Dans son discours, l’Avocat du Peuple a souligné les progrès réalisés au niveau législatif en 2025, en alignant le cadre national sur les normes internationales de la Convention de l’Organisation internationale du travail n° 190 sur l’élimination de la violence et du harcèlement dans le monde du travail. À cet égard, le Code du travail a été complété par des dispositions explicites interdisant toutes les formes de violence et de harcèlement dans les relations de travail, quelle que soit la forme de manifestation ou le statut de la personne concernée. L’Institution a activement soutenu ce processus, promouvant une approche fondée sur les droits humains et la protection de la dignité au travail.
Le rôle clé du mécanisme de protection des lanceurs d’alerte dans la prévention et la lutte contre les abus a également été mis en avant. Les lanceurs d’alerte sont des personnes qui signalent, dans l’intérêt public, des violations de la loi ou des pratiques abusives, et leur protection constitue une garantie importante pour le bon fonctionnement des institutions. Le Bureau contribue à la protection de ces personnes, tandis que les institutions publiques et privées ont l’obligation d’établir des mécanismes internes efficaces de rapport et de protection. Ces outils renforcent l’intégrité institutionnelle et promeuvent une culture organisationnelle fondée sur la responsabilité et l’équité.
Un autre sujet important était la situation des groupes rencontrant des difficultés croissantes à signaler les abus, notamment les personnes en situation de handicap, les étrangers et les réfugiés, les femmes survivantes de violences domestiques, les femmes ayant de multiples responsabilités familiales, les jeunes, les Roms et les anciens détenus. Pour ces catégories, les mécanismes de protection standards sont souvent insuffisants, et des mesures adaptées sont nécessaires pour prendre en compte leurs vulnérabilités et expériences spécifiques.
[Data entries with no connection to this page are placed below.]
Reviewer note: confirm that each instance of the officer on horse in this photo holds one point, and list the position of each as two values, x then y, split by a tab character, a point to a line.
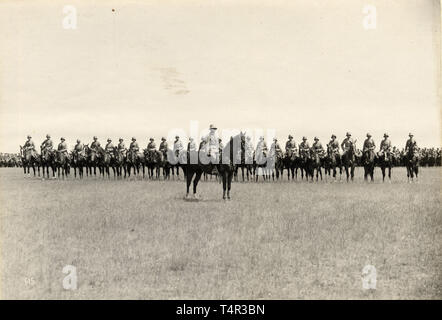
385	147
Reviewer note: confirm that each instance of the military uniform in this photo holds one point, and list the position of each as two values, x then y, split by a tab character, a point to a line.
163	146
177	147
62	147
191	146
317	147
134	146
95	144
275	149
47	144
109	147
212	143
79	147
368	144
411	144
304	146
346	143
151	146
290	145
261	148
29	144
121	146
334	146
386	145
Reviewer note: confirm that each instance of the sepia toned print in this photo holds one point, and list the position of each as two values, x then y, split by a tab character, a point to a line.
220	150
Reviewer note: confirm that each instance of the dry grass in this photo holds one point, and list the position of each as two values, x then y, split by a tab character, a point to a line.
140	240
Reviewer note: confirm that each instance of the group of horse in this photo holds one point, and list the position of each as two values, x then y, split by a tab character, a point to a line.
89	160
234	157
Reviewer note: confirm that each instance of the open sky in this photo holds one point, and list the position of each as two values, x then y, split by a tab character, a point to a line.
150	67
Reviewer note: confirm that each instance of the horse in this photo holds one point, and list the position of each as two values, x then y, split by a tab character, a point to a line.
78	162
316	163
119	162
62	163
332	161
305	163
275	165
260	165
368	160
197	163
154	159
107	161
244	160
412	163
48	161
133	160
29	160
289	161
349	161
385	160
92	160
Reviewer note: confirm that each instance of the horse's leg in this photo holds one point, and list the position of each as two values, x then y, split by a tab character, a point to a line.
188	181
195	181
229	183
224	177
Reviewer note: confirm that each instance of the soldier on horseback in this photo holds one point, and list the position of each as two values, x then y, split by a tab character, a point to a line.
191	146
304	146
346	143
220	145
151	146
121	147
369	144
318	148
177	146
202	144
261	147
163	146
95	144
334	145
290	145
62	146
29	145
385	148
212	145
275	149
79	147
134	146
411	144
47	145
109	148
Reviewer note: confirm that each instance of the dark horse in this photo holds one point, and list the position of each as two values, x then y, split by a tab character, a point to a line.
385	161
154	160
92	160
62	163
78	162
29	160
244	160
48	161
349	160
368	160
290	163
332	161
316	163
107	161
133	160
412	163
305	163
120	162
197	163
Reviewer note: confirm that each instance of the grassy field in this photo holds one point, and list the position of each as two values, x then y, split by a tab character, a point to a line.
297	240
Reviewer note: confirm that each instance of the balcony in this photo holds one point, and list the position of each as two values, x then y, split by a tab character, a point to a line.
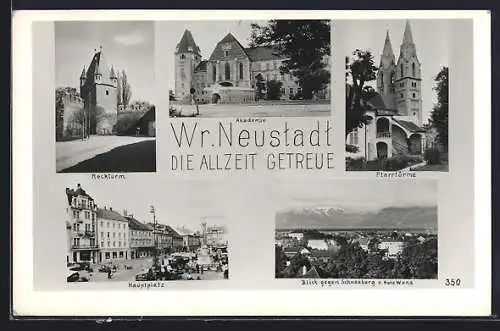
385	134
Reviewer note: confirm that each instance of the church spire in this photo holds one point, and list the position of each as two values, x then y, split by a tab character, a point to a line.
407	37
387	57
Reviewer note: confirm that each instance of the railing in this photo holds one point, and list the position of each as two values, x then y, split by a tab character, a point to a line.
385	134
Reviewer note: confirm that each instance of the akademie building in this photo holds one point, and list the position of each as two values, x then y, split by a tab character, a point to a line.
230	74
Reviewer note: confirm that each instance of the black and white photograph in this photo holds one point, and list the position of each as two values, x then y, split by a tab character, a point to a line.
119	237
272	68
358	229
397	95
104	96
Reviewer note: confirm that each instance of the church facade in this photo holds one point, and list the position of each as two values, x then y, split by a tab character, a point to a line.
394	115
98	90
231	74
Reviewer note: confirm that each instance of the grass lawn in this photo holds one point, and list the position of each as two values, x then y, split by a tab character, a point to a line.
138	157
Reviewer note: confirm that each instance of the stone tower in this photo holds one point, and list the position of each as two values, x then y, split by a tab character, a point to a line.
386	75
98	88
187	57
408	80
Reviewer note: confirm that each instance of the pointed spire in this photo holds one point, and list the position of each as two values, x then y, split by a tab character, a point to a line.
187	44
407	38
387	46
112	74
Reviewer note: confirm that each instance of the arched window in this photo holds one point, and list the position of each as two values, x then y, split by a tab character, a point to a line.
227	71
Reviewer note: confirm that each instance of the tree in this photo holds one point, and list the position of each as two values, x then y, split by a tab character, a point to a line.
304	44
359	70
124	90
439	114
260	86
274	90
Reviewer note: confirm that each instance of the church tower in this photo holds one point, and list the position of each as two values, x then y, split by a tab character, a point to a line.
408	80
187	58
386	75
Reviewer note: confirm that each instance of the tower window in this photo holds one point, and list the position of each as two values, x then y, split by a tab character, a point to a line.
227	71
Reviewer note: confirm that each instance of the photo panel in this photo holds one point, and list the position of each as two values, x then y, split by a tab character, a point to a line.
105	96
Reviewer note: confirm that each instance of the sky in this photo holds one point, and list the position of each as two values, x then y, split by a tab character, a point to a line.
184	204
359	194
206	35
431	37
127	46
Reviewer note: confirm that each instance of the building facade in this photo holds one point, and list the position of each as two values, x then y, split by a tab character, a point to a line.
394	115
98	90
232	74
113	236
140	238
81	227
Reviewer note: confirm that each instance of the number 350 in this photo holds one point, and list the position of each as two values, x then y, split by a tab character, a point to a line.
452	282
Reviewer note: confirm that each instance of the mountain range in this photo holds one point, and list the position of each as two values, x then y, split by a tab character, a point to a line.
416	217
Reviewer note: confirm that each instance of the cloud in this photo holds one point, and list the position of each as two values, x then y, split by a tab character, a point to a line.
131	39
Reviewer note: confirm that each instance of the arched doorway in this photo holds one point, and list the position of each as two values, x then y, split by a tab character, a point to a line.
215	98
381	150
415	144
383	128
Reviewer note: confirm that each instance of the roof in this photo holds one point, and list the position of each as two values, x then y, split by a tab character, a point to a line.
234	49
410	126
202	66
109	214
263	53
75	193
134	224
187	44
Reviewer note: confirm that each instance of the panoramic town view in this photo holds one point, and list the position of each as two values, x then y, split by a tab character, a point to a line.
379	234
105	244
244	68
104	113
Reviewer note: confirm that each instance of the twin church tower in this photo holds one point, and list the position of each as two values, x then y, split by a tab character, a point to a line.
399	83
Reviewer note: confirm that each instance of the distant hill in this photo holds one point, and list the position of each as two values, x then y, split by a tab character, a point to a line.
331	217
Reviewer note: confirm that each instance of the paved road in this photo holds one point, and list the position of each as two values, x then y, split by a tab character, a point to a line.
69	153
282	110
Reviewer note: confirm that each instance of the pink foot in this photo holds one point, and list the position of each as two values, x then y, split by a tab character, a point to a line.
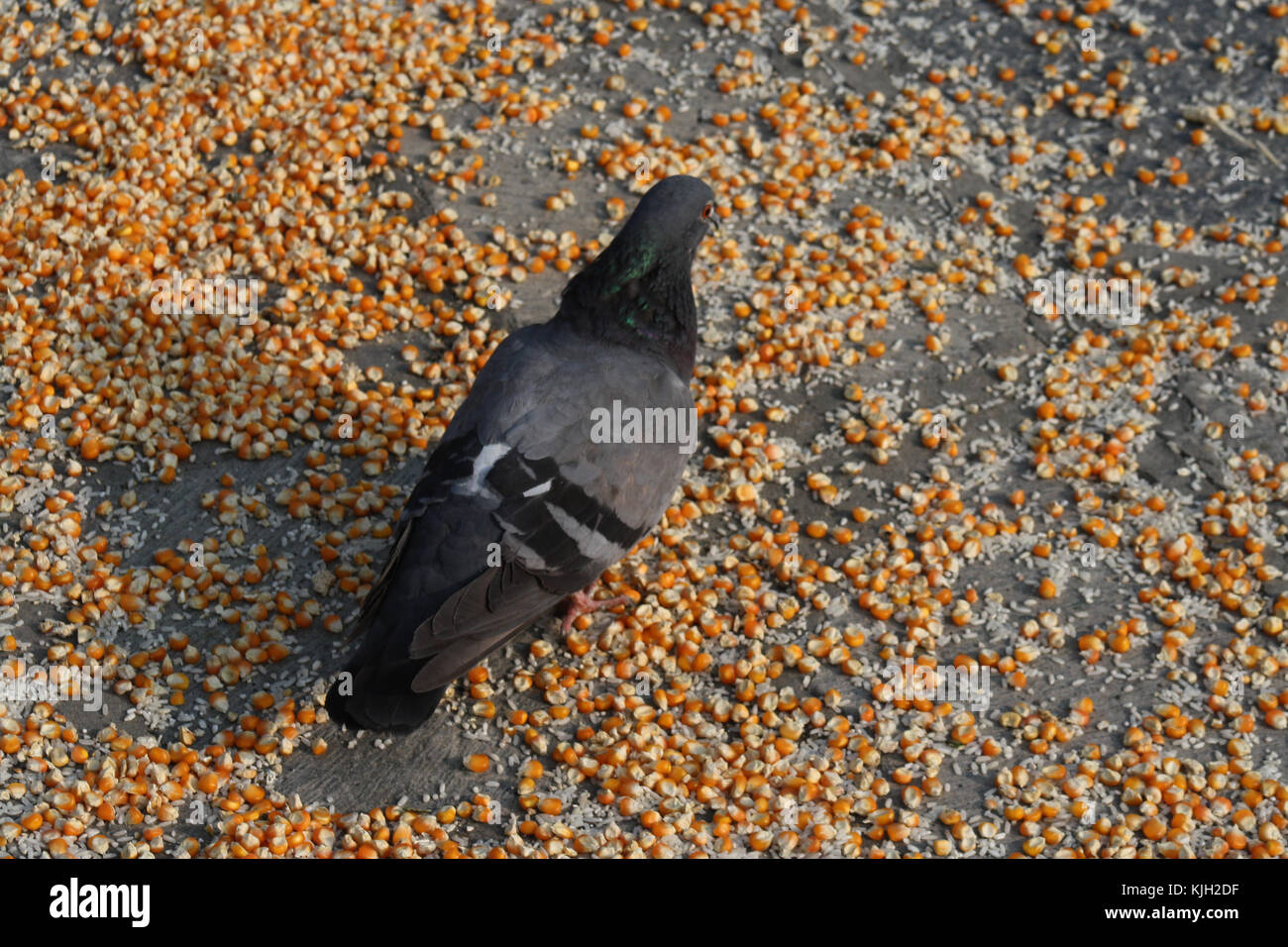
581	603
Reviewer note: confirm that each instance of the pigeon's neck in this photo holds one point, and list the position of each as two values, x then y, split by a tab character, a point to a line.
635	299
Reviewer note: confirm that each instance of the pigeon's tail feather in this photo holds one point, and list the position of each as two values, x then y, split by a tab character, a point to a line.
380	698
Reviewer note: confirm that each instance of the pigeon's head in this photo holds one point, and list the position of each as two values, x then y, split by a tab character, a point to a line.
673	218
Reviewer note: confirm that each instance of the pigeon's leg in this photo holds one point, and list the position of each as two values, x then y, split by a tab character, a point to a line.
581	603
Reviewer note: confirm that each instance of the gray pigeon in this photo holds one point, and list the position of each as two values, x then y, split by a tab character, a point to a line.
546	475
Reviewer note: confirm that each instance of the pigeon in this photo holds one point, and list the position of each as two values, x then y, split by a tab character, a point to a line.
545	475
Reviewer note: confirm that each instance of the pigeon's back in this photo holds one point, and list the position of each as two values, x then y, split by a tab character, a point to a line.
540	483
562	458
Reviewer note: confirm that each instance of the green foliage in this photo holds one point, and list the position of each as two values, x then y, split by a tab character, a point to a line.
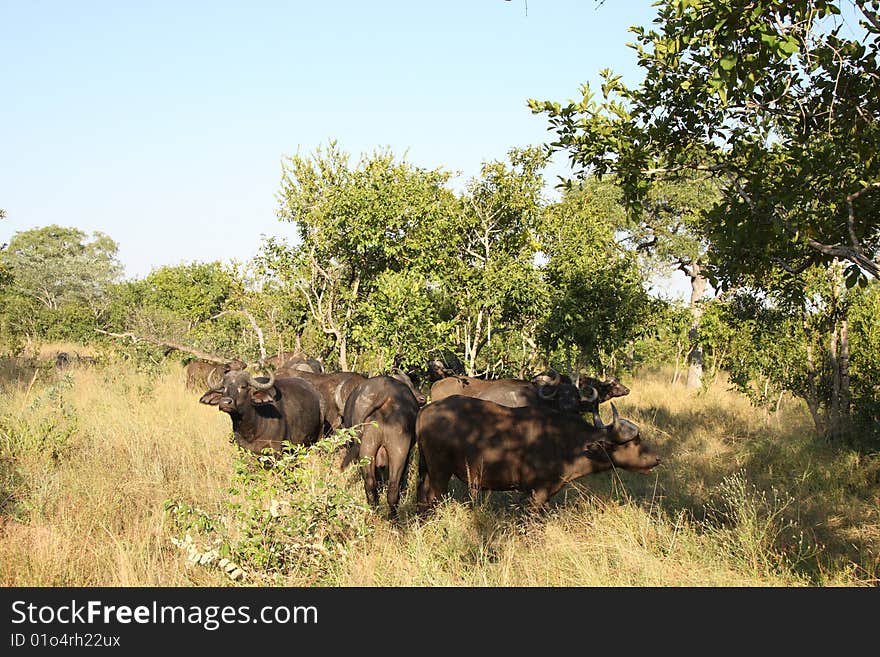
286	515
55	282
399	324
597	303
355	223
865	361
779	101
56	265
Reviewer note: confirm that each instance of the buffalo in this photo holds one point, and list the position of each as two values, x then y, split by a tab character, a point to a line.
533	450
543	392
607	390
334	389
266	411
198	371
299	363
383	410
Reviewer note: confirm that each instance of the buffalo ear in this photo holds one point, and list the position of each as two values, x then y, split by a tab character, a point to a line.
261	397
599	450
212	398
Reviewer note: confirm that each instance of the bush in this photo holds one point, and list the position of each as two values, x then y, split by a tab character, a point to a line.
286	516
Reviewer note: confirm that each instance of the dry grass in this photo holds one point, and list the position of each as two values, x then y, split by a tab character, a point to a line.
88	458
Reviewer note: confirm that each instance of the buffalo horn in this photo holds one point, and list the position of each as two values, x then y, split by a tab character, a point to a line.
547	392
592	397
210	379
256	385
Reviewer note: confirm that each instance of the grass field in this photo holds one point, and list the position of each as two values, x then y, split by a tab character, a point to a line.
104	471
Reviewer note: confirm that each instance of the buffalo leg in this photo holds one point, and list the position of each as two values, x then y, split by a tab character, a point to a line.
370	487
538	499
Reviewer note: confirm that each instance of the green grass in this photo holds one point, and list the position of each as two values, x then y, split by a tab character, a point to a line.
90	459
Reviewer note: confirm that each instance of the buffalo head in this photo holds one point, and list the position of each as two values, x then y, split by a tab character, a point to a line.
238	388
621	445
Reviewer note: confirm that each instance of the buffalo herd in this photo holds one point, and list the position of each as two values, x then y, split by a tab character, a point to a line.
492	434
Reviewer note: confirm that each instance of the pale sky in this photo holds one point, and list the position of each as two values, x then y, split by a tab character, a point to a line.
163	124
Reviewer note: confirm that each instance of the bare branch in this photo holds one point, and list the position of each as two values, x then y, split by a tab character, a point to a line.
253	326
851	215
211	358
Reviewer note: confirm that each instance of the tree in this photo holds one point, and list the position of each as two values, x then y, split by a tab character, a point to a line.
354	223
596	295
492	279
56	265
779	102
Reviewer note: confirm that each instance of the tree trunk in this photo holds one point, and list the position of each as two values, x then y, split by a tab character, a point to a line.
834	418
812	394
844	370
343	351
695	355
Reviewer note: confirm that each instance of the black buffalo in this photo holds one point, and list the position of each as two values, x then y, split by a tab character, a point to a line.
334	388
266	411
533	450
383	411
543	392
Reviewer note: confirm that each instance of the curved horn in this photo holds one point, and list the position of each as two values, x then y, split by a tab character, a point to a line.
544	392
591	398
256	385
210	380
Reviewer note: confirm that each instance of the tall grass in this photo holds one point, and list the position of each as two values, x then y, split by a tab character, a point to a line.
103	472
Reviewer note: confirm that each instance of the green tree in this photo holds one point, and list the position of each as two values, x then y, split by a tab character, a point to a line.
779	103
55	265
492	279
56	282
354	223
597	300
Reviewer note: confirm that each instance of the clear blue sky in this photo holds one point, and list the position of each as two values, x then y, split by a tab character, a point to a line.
163	124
En conclusion, l’Avocat du Peuple a exhorté les autorités publiques, les employeurs et les syndicats à renforcer leur coopération afin de créer et de maintenir un environnement de travail psychosocial sûr et sain. Parallèlement, le Bureau a réaffirmé son engagement à surveiller le respect des droits de l’homme dans le domaine du travail et à intervenir rapidement en cas de violations des droits de l’homme.